A former Ernst & Young partner and an investment banker were charged with insider trading Thursday in an indictment unsealed in Manhattan.
James Gansman, 48, the former partner, and Donna Murdoch, 44, the investment banker, were charged in U.S. District Court with conspiracy to commit securities fraud and 11 counts of securities fraud.
They are accused of joining a scheme to trade illegally on seven separate potential merger and acquisition transactions that involved clients of Ernst & Young.
Prosecutors said Gansman, of Manhattan, provided tips and Murdoch, of Malvern, Pa., used them to trade securities in personal accounts, earning more than $390,000 in profits.

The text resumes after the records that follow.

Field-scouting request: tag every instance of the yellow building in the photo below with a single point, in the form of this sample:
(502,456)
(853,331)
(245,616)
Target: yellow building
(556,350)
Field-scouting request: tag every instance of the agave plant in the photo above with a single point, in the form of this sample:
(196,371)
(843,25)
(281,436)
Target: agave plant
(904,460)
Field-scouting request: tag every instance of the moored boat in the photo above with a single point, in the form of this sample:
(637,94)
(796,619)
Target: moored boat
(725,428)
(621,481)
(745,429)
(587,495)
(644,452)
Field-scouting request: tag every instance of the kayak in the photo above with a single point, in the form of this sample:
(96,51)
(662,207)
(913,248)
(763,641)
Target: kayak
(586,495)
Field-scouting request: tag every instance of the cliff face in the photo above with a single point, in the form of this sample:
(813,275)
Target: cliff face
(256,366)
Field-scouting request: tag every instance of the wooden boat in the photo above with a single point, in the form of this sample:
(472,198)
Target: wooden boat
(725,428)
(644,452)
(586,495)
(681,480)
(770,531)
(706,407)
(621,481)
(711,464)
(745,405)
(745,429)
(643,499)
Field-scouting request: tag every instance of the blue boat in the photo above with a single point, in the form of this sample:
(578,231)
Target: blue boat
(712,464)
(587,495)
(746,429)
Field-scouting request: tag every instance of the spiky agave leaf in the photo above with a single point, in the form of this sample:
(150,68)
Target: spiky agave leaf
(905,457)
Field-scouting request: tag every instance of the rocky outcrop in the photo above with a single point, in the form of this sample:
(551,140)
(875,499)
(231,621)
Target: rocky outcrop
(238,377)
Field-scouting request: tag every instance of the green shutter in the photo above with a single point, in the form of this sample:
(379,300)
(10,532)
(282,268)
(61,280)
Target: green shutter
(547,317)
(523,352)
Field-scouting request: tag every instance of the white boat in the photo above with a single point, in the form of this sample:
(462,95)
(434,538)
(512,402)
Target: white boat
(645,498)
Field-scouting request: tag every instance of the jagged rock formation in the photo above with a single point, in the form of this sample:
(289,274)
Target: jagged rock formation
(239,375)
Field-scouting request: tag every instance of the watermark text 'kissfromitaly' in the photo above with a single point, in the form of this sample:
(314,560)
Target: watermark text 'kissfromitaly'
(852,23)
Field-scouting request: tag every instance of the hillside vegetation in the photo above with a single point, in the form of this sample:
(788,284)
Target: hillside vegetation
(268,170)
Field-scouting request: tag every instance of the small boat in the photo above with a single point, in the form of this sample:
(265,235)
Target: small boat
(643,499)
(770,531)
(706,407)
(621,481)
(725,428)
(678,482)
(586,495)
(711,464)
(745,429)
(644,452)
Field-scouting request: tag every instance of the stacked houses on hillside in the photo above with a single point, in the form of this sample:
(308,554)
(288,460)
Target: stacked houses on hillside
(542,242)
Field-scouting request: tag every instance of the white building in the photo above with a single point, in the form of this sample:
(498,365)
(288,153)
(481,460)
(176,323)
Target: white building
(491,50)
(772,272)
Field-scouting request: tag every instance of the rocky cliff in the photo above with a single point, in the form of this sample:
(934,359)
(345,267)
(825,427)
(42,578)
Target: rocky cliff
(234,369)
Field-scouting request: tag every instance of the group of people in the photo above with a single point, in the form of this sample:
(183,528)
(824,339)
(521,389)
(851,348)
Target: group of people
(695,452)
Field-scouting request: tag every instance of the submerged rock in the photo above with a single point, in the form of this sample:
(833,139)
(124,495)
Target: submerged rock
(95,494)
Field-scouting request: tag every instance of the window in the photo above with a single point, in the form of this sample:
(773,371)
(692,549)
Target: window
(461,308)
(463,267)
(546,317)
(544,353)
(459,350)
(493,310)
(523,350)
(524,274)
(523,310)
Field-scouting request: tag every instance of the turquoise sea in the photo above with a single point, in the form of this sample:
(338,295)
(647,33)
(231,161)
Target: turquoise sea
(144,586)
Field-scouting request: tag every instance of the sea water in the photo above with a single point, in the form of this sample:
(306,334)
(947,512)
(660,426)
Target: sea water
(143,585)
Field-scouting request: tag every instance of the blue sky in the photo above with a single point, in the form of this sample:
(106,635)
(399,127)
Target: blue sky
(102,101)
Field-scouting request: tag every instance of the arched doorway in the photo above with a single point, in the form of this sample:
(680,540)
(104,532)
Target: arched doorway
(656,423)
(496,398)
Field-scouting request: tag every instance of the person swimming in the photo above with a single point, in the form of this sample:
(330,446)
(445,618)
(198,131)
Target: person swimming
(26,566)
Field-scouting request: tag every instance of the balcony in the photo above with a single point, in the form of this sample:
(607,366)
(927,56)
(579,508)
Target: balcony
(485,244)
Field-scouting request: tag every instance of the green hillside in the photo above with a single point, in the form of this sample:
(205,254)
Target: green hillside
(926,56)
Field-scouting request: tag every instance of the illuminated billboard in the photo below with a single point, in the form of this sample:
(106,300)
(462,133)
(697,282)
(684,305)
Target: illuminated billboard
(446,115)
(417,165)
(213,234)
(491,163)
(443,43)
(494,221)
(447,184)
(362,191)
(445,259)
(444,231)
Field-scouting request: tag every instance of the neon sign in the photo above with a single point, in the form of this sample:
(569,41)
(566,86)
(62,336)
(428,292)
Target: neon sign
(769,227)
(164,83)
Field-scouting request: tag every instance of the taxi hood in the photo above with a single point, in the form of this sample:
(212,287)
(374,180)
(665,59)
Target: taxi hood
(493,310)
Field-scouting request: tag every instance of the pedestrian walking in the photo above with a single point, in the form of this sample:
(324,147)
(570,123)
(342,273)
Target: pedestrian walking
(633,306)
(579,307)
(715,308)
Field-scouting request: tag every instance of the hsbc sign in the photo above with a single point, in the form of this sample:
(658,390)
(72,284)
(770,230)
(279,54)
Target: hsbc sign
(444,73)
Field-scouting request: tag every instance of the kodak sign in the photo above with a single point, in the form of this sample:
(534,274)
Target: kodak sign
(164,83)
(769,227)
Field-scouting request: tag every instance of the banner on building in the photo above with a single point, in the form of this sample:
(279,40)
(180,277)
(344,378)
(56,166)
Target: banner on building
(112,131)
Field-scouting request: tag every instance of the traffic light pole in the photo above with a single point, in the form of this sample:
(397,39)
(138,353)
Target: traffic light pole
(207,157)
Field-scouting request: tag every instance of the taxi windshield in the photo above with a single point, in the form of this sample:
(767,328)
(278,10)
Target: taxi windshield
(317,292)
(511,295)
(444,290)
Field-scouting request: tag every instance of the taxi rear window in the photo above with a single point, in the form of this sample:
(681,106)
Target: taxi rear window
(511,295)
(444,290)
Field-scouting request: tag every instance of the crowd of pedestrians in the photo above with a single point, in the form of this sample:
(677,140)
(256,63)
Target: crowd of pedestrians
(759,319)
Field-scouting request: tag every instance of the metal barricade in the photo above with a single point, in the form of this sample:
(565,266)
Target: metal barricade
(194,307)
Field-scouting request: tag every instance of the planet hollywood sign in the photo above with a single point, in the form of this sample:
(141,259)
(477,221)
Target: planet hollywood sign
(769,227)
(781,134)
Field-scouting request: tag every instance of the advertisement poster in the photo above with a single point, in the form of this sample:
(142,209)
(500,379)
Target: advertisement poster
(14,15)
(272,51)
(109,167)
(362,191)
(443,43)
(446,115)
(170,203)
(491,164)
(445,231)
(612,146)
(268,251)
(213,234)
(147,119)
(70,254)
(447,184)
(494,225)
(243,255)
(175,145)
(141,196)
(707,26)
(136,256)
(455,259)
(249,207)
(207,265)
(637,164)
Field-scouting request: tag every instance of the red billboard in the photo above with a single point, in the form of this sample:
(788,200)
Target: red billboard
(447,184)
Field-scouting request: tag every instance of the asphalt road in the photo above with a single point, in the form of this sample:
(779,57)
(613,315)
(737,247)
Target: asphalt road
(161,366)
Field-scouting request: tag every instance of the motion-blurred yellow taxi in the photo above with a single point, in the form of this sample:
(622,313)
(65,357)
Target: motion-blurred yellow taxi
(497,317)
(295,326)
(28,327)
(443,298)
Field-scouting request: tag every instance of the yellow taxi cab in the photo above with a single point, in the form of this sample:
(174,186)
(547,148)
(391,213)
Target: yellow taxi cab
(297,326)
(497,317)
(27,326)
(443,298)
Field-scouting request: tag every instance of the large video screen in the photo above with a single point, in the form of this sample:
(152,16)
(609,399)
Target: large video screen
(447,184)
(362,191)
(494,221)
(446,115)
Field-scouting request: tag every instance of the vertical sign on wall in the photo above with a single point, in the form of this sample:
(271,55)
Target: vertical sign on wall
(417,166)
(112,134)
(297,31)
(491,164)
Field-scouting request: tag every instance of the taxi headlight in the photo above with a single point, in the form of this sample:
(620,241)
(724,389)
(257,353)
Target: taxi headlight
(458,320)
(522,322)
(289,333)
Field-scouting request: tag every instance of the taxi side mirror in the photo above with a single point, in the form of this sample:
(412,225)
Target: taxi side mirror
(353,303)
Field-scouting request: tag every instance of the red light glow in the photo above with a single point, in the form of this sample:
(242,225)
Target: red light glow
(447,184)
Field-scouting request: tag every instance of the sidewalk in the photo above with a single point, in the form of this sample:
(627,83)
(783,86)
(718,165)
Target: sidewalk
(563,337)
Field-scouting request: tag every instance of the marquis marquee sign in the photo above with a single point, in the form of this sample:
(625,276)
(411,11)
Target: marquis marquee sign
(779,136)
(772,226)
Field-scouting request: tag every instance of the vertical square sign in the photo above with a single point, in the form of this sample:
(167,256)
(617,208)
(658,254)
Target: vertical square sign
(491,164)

Authorities say the illegal trades occurred between May 2006 and December 2007, when Murdoch was working as a consultant and an investment banking managing director at a broker-dealer and investment and financial services company.

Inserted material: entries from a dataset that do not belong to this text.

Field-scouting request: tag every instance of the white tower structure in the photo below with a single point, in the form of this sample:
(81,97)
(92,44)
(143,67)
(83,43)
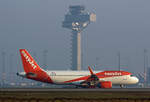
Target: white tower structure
(77,19)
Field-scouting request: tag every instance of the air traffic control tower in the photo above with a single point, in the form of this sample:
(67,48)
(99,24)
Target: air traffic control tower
(77,19)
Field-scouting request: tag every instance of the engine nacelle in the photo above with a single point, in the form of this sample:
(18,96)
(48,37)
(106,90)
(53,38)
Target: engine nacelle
(106,84)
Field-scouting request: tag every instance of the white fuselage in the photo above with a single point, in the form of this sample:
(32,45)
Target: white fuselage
(60,77)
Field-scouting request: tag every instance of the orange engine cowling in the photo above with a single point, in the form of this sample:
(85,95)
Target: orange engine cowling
(106,84)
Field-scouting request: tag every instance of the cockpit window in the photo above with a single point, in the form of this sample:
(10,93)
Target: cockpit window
(131,75)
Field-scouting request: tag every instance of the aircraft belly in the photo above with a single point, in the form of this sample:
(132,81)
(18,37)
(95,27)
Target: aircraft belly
(62,79)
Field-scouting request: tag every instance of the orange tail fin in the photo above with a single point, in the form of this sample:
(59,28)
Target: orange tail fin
(28,62)
(32,69)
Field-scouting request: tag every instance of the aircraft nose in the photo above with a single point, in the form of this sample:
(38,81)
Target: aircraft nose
(136,80)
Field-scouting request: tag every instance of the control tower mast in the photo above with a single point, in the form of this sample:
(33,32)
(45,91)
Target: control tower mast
(77,19)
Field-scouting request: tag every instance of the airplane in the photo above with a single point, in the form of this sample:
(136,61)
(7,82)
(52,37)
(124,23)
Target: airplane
(82,79)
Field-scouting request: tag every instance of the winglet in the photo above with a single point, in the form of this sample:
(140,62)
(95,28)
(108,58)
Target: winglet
(91,71)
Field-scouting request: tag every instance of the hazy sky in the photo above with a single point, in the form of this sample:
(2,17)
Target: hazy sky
(122,25)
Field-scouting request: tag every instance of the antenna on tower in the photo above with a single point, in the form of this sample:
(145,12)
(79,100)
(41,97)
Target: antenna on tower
(3,68)
(77,19)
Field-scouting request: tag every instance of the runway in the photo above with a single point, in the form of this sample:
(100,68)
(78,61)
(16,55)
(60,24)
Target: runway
(77,90)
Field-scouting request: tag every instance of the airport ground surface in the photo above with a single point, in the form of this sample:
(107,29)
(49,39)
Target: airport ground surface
(74,95)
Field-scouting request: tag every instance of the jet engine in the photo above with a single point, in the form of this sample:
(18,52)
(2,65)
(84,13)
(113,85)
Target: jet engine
(93,81)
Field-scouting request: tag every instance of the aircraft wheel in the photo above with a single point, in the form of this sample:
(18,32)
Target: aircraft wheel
(122,86)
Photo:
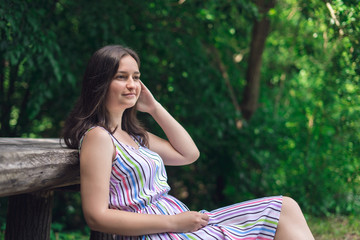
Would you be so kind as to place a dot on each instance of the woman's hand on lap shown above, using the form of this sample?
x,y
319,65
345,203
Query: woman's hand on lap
x,y
189,221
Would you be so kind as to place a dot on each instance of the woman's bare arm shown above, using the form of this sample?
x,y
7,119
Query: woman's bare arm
x,y
96,157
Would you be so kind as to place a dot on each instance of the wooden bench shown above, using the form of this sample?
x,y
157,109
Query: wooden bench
x,y
30,171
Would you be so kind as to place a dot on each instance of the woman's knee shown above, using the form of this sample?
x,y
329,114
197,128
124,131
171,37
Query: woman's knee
x,y
290,206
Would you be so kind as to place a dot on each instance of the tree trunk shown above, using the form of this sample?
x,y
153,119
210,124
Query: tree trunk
x,y
29,216
260,32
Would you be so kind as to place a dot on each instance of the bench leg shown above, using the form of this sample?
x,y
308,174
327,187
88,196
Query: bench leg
x,y
29,216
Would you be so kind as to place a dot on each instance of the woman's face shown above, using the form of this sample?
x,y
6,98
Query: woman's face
x,y
125,87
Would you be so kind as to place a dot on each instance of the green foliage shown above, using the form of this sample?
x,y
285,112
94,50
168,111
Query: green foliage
x,y
304,139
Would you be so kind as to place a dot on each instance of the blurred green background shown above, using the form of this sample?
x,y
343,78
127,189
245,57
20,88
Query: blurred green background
x,y
269,90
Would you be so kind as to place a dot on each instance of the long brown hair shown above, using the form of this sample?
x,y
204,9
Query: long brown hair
x,y
90,109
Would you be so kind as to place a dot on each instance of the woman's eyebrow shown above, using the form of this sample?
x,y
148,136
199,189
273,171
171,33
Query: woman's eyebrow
x,y
127,72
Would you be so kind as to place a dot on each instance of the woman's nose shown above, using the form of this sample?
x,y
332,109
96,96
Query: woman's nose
x,y
130,83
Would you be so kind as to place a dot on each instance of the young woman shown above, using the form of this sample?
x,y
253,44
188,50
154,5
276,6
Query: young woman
x,y
124,186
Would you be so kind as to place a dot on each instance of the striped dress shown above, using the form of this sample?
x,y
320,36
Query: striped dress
x,y
138,183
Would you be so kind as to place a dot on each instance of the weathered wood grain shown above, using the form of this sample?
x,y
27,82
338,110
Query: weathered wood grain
x,y
28,165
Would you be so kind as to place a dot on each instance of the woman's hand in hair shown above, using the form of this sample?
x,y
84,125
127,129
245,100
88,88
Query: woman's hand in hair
x,y
146,102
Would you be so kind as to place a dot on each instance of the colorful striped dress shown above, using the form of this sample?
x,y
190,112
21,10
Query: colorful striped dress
x,y
138,183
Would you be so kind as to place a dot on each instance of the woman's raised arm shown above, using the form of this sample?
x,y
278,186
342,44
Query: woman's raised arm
x,y
180,149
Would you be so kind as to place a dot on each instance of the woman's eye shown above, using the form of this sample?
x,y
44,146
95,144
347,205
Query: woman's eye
x,y
121,77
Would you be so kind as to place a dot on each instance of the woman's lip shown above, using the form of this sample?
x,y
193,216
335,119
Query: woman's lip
x,y
129,94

Prosecutors say Gansman and Murdoch communicated hundreds of times with telephone and text messages during periods when illegal trades were occurring.
Gansman was arrested Thursday; Murdoch is expected to surrender sometime this week.

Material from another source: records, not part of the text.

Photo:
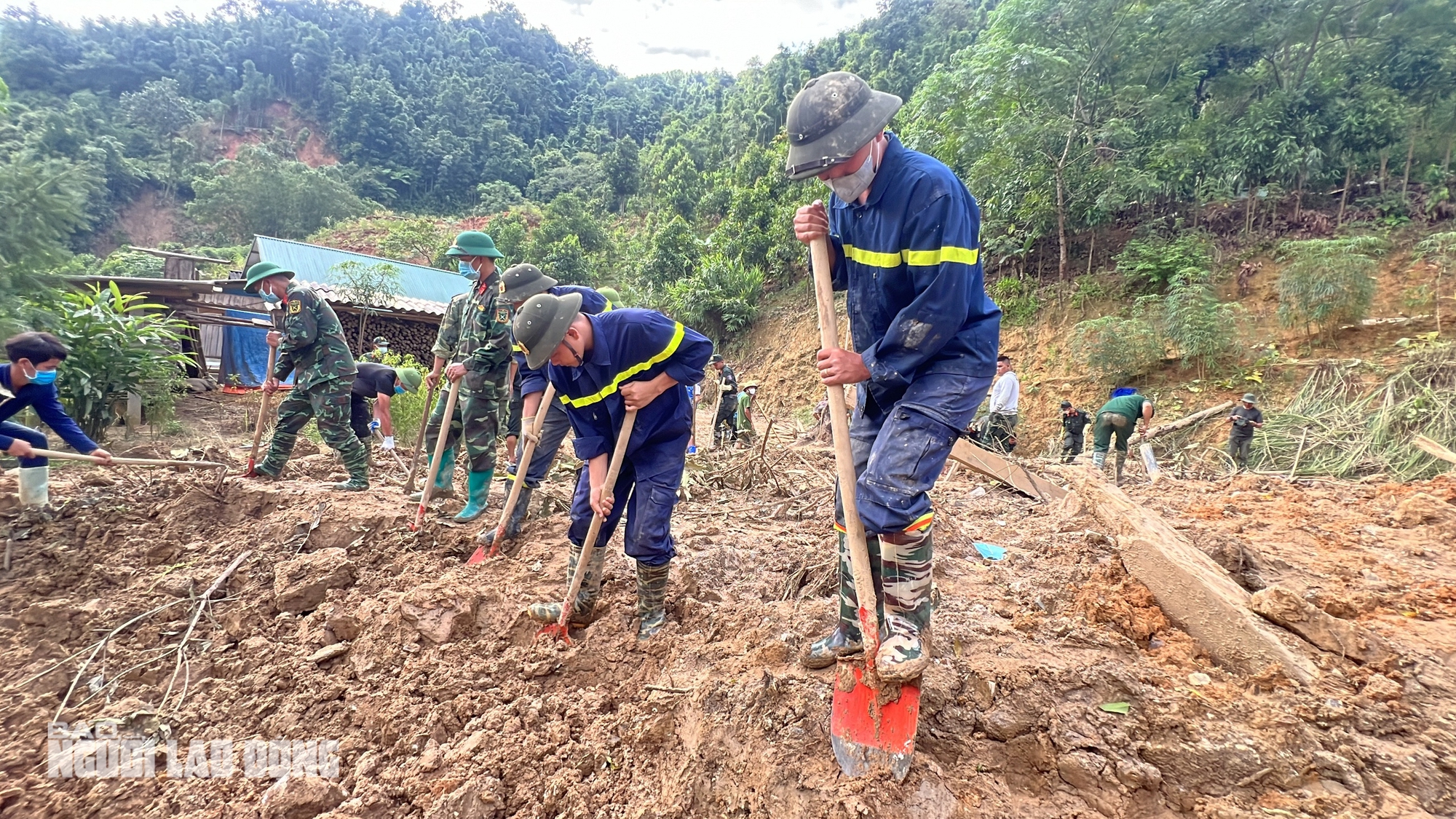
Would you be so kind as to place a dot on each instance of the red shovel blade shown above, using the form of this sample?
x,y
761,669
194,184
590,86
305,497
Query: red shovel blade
x,y
869,733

"Mr. Gansman did not participate in any wrongful conduct whatsoever," said his lawyer, Barry Bohrer. "He did not trade a single share nor make a penny on the basis of inside information and was not aware that anyone had done so."
Murdoch's lawyer, Barry Pollack, said the charges relate solely to trading in his client's personal account and have nothing to do with her job at a small investment banking firm in Philadelphia.
"We have had a number of conversations with the government and are very disappointed they have chosen to proceed in the face of what we believe is substantial evidence she did not engage in any insider trading," Pollack said.
If convicted, the defendants could face as much as 25 years in prison and more than $5 million in fines.